NA BALU.
Bez względu na to, że w atmosferze wisiała gęsta mgła, a na ulicach powiatowego miasta leżało rzadkie błoto, bez względu na to, około dziesiątej wieczorem, naprzeciw wspaniałego hotelu „pod Gadającą Papugą“ tłoczyła się gromadka gapiów, zbrojnych w parasole, kije, a nadewszystko w cierpliwość, pewna liczba biedaków płci obojej, którzy na bal składkowy mogli ofiarować najwyżej zdrowe nogi i dobre chęci, a nie będąc w stanie przyjąć fizycznego udziału w zabawie, postanowili przynajmniej nasycić wzrok widokiem skaczących cieniów, a słuch niewyraźnemi odgłosami muzyki.
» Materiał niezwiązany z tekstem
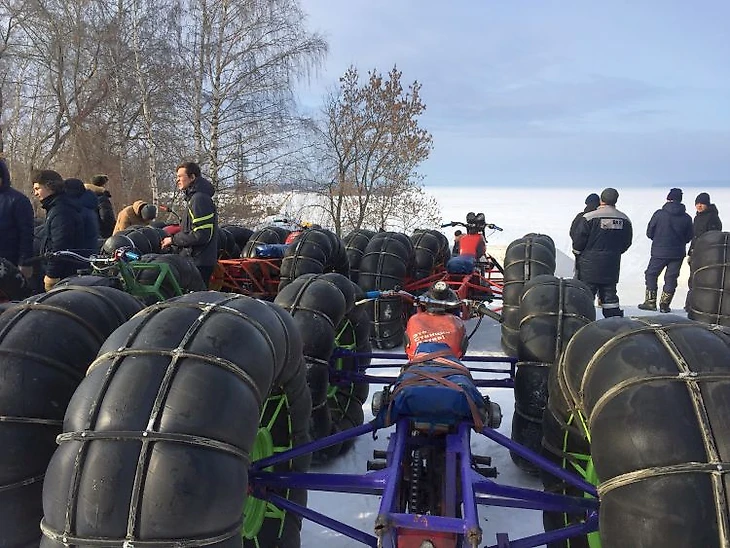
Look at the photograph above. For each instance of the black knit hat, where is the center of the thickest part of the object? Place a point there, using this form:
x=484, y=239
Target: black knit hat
x=703, y=198
x=675, y=195
x=609, y=196
x=593, y=200
x=50, y=179
x=148, y=212
x=100, y=180
x=74, y=187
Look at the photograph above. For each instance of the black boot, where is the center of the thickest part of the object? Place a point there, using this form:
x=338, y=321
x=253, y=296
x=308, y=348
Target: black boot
x=649, y=301
x=613, y=313
x=665, y=301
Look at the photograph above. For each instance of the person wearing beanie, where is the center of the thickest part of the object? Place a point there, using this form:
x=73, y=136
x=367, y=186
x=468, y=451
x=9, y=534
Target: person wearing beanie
x=16, y=224
x=707, y=218
x=88, y=205
x=105, y=211
x=670, y=230
x=600, y=237
x=592, y=202
x=63, y=226
x=139, y=213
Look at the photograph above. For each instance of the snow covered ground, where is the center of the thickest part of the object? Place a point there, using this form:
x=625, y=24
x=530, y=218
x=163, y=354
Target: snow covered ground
x=518, y=211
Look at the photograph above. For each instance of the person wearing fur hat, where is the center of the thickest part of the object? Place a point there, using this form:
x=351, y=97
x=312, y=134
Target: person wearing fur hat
x=591, y=204
x=107, y=217
x=16, y=224
x=706, y=219
x=63, y=225
x=670, y=230
x=599, y=238
x=139, y=213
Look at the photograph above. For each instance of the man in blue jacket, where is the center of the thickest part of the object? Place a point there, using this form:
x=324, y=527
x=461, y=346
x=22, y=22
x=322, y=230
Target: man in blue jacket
x=599, y=238
x=670, y=230
x=63, y=226
x=16, y=224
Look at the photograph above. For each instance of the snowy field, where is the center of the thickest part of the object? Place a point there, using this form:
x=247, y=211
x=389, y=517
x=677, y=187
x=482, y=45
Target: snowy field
x=518, y=211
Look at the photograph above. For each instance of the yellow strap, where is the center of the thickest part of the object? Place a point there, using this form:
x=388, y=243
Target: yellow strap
x=200, y=219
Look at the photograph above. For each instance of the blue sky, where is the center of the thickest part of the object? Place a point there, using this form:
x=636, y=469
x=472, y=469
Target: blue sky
x=543, y=92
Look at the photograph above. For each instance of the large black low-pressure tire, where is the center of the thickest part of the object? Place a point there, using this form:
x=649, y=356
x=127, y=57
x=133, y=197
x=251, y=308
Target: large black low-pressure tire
x=318, y=306
x=386, y=264
x=709, y=298
x=315, y=251
x=526, y=258
x=355, y=243
x=284, y=424
x=346, y=400
x=46, y=344
x=266, y=235
x=157, y=438
x=551, y=311
x=323, y=308
x=653, y=396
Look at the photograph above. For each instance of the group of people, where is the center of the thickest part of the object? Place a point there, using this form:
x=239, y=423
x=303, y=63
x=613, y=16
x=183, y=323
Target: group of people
x=79, y=214
x=601, y=233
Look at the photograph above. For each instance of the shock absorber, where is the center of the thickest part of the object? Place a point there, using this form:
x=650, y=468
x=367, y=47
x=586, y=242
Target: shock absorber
x=416, y=496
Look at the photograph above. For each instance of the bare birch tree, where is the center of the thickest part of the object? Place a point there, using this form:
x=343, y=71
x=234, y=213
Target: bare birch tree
x=243, y=58
x=372, y=146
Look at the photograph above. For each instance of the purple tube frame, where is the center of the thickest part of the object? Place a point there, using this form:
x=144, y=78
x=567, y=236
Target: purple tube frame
x=475, y=488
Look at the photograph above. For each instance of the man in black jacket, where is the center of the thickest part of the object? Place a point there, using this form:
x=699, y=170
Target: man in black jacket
x=107, y=217
x=63, y=226
x=16, y=224
x=592, y=202
x=706, y=219
x=670, y=230
x=198, y=238
x=599, y=238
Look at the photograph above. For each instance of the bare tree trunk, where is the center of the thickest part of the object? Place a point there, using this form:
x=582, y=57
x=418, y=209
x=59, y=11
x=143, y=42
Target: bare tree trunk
x=149, y=138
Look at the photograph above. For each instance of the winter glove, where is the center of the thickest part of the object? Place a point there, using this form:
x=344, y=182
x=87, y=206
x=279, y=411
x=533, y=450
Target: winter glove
x=48, y=283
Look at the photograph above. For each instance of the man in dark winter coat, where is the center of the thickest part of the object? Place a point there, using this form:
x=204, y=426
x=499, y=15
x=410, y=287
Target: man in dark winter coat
x=63, y=226
x=592, y=202
x=670, y=230
x=88, y=205
x=107, y=218
x=599, y=239
x=16, y=224
x=198, y=237
x=706, y=219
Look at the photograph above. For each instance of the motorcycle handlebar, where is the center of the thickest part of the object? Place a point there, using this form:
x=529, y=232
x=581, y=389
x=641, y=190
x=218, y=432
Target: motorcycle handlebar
x=490, y=226
x=478, y=307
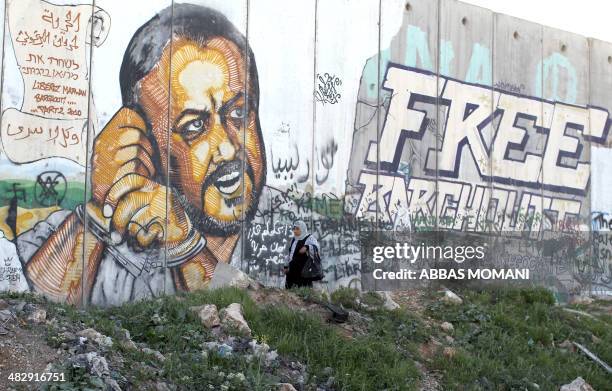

Całe pierwsze piętro hotelu zajęte było na rzecz uczestników balu. Oprócz sali jadalnej, gdzie wyfrakowana służba ustawiała stoły w podkowę, znajdował się tam ubrany kwiatami gabinet dla dam; pozbawiony kwiatów, lecz zato upiększony butelkami gabinet dla mężczyzn, i obszerniejszy salon do odrobienia przyjętej zwyczajem liczby tańców. Rozkoszny ten przybytek oświecony był zapomocą kilkunastu kinkietów i dwu wieloramiennych pająków, z których widocznie jeden był tylko przyrodnim bratem drugiego. Całe umeblowanie salonu stanowił długi rząd kanap i krzeseł, stojących pod ścianami, tudzież wielki malowany parawan, który zasłaniał jeden róg przybytku muz i dźwigał na sobie wizerunki Japończyków, łapiących ryby, Japończyków, pijących herbatę i Japończyków, siedzących w altanie.
Oprócz lokai, w salonie znajdowało się jeszcze pięć osób; gospodynie: panie Kukalska i Gęgalska w bardzo ogoniastych sukniach; gospodarze: panowie Żabicki i hrabia Wyporek, w czarnych jak węgle frakach i białych jak śnieg krawatach, a wreszcie jeden i jedyny uczony mąż, korespondent gazety... pan Bąkalski.